Learning to Detect Instantaneous Changes with Retrospective Convolution and Static Sample Synthesis
This addresses a specific challenge in computer vision for applications requiring quick change detection, but it is incremental as it builds on existing spatio-temporal convolutional networks.
The paper tackles the problem of detecting instantaneous changes in video with only a few preceding frames, proposing a retrospective convolution and static sample synthesis method that significantly outperforms existing methods in accuracy and robustness.
Change detection has been a challenging visual task due to the dynamic nature of real-world scenes. Good performance of existing methods depends largely on prior background images or a long-term observation. These methods, however, suffer severe degradation when they are applied to detection of instantaneously occurred changes with only a few preceding frames provided. In this paper, we exploit spatio-temporal convolutional networks to address this challenge, and propose a novel retrospective convolution, which features efficient change information extraction between the current frame and frames from historical observation.
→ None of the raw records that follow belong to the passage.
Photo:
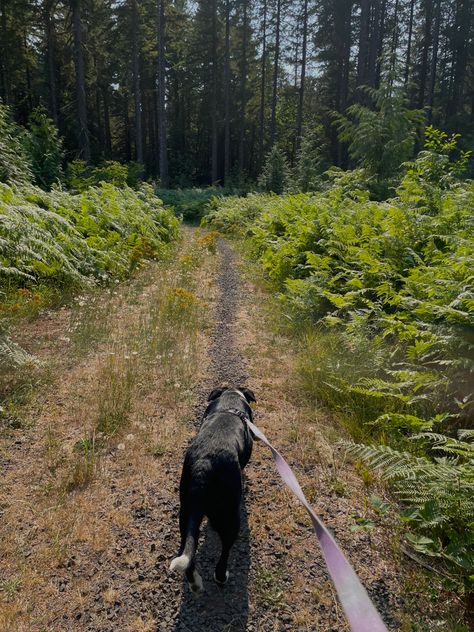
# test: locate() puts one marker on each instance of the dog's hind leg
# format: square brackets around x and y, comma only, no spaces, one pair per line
[228,533]
[189,524]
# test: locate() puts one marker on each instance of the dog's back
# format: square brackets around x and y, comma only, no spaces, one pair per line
[211,481]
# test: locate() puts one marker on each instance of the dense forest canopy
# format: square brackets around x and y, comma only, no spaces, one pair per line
[199,92]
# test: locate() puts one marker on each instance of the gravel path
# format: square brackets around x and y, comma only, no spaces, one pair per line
[221,608]
[278,579]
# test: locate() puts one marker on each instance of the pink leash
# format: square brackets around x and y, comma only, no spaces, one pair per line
[359,609]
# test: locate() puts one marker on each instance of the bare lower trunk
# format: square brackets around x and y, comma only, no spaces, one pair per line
[162,142]
[84,142]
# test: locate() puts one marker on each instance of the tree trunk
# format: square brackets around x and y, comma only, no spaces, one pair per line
[51,62]
[214,139]
[263,85]
[410,36]
[162,132]
[4,74]
[243,86]
[299,118]
[381,35]
[276,61]
[374,43]
[434,60]
[84,142]
[425,53]
[227,95]
[137,85]
[107,134]
[363,57]
[463,25]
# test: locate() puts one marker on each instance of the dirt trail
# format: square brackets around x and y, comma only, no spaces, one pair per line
[111,568]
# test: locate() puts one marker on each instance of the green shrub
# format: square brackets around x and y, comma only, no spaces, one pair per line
[44,149]
[276,172]
[81,176]
[384,294]
[312,161]
[66,241]
[14,163]
[191,204]
[382,137]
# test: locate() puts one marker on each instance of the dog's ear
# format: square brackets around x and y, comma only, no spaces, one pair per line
[217,392]
[249,395]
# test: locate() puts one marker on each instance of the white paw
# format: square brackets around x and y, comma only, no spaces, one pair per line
[219,582]
[196,585]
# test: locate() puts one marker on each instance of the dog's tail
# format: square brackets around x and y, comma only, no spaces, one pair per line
[185,561]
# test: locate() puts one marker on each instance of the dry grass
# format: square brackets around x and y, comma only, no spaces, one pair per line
[123,387]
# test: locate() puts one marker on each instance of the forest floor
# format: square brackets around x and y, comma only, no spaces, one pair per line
[91,457]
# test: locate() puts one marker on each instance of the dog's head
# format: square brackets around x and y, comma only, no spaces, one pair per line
[246,393]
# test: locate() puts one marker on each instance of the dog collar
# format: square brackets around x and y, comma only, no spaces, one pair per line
[238,413]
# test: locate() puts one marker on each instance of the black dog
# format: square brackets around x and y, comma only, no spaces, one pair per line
[211,482]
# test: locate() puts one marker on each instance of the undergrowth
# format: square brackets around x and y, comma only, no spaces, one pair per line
[381,296]
[53,244]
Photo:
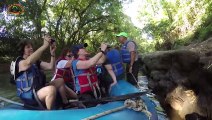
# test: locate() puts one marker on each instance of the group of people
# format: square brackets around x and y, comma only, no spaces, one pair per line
[76,75]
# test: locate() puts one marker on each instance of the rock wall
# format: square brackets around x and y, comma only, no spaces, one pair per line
[190,67]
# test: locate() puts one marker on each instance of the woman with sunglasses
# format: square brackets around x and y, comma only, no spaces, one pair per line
[63,77]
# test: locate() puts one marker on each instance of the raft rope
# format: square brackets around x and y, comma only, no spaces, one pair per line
[136,105]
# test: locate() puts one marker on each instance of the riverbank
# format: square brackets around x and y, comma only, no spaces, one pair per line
[182,78]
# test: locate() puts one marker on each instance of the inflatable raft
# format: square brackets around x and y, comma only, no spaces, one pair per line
[15,112]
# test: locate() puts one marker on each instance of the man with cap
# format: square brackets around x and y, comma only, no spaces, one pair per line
[85,71]
[129,55]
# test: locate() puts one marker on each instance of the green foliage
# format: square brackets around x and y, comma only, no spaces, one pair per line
[70,22]
[176,23]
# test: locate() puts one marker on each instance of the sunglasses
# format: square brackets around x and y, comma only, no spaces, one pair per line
[69,55]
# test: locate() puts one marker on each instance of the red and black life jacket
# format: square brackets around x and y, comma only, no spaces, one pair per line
[87,79]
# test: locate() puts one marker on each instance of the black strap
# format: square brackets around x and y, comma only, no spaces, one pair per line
[38,100]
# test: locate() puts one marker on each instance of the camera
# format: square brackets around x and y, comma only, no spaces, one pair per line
[52,41]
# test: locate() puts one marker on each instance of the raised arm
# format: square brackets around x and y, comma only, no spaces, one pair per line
[51,64]
[111,73]
[25,64]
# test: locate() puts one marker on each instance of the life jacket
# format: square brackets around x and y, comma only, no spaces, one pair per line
[114,58]
[125,52]
[29,80]
[87,79]
[66,74]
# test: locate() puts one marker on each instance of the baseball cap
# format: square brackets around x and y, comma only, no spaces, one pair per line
[77,47]
[124,34]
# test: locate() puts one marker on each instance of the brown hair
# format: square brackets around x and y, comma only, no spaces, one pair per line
[63,54]
[21,46]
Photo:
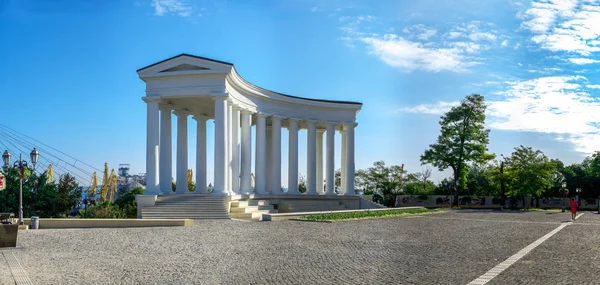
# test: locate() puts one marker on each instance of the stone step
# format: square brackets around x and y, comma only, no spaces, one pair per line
[150,210]
[191,205]
[250,203]
[255,215]
[250,209]
[188,217]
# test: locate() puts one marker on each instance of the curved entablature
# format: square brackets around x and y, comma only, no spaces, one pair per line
[187,85]
[179,79]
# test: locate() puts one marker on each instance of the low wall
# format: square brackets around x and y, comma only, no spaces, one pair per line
[110,223]
[488,201]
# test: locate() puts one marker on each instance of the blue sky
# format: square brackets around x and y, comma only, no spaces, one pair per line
[68,68]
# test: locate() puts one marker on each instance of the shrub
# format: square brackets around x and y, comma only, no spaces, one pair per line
[127,204]
[105,210]
[497,200]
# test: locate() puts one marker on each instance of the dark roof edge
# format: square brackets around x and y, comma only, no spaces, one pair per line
[252,85]
[297,97]
[184,54]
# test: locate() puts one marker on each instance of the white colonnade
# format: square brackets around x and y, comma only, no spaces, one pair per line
[187,88]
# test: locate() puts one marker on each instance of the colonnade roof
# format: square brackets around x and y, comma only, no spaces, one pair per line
[231,67]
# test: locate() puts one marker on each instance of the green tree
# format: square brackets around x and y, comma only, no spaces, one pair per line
[463,140]
[382,179]
[69,195]
[529,172]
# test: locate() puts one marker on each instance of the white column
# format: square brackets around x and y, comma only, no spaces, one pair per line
[235,155]
[228,141]
[152,137]
[220,146]
[320,161]
[293,158]
[166,159]
[182,158]
[269,159]
[276,155]
[260,168]
[349,159]
[201,153]
[311,159]
[246,150]
[330,166]
[343,166]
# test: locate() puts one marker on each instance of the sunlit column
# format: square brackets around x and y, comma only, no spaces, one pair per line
[220,170]
[311,159]
[293,157]
[330,166]
[260,168]
[349,159]
[152,143]
[166,159]
[201,153]
[276,155]
[182,158]
[246,165]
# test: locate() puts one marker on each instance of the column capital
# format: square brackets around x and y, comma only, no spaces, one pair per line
[219,96]
[165,106]
[349,125]
[201,117]
[182,113]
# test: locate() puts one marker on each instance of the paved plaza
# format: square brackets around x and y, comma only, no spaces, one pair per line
[456,247]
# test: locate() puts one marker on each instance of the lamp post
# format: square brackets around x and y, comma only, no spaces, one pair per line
[21,165]
[578,191]
[564,191]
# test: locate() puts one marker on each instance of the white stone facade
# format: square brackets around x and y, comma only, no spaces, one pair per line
[207,89]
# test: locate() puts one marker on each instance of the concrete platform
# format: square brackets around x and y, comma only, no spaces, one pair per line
[111,223]
[288,216]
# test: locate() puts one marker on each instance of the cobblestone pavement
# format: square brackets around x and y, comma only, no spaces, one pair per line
[572,256]
[449,248]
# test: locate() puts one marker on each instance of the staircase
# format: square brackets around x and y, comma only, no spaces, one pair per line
[290,206]
[188,206]
[251,209]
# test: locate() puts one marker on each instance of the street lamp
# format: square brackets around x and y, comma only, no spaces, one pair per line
[21,165]
[564,191]
[578,190]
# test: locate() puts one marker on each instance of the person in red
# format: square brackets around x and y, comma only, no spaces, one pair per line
[573,209]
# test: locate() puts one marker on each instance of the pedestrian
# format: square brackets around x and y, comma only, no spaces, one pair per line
[573,209]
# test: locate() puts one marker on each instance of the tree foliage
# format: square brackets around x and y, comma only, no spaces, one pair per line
[529,172]
[463,139]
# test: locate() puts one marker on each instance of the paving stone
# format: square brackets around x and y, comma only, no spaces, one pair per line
[450,248]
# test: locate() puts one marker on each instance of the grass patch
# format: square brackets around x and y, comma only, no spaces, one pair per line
[368,214]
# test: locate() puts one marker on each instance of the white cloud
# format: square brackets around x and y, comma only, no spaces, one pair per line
[432,109]
[421,48]
[564,25]
[556,104]
[422,32]
[162,7]
[399,52]
[583,60]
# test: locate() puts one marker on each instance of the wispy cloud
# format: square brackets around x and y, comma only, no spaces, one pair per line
[174,7]
[420,47]
[557,105]
[432,109]
[583,60]
[564,25]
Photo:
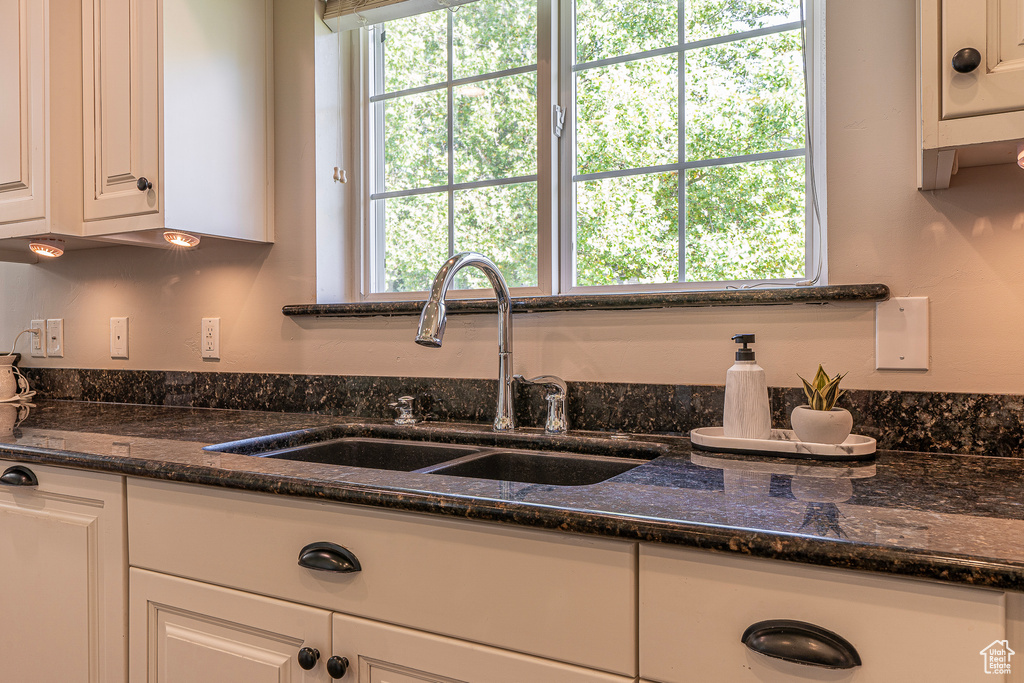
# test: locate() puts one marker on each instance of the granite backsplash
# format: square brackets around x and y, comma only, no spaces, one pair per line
[937,422]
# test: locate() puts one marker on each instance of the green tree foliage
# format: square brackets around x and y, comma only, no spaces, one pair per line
[740,220]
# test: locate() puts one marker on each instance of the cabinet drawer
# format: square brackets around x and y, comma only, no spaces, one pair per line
[695,606]
[525,590]
[380,652]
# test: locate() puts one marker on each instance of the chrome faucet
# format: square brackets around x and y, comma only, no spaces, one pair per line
[433,317]
[556,423]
To address the problem of foreground-specific over-fitting in learning-based methods, we further propose a data augmentation method, named static sample synthesis, to guide the network to focus on learning change-cued information rather than specific spatial features of foreground. Trained end-to-end with complex scenarios, our framework proves to be accurate in detecting instantaneous changes and robust in combating diverse noises. Extensive experiments demonstrate that our proposed method significantly outperforms existing methods.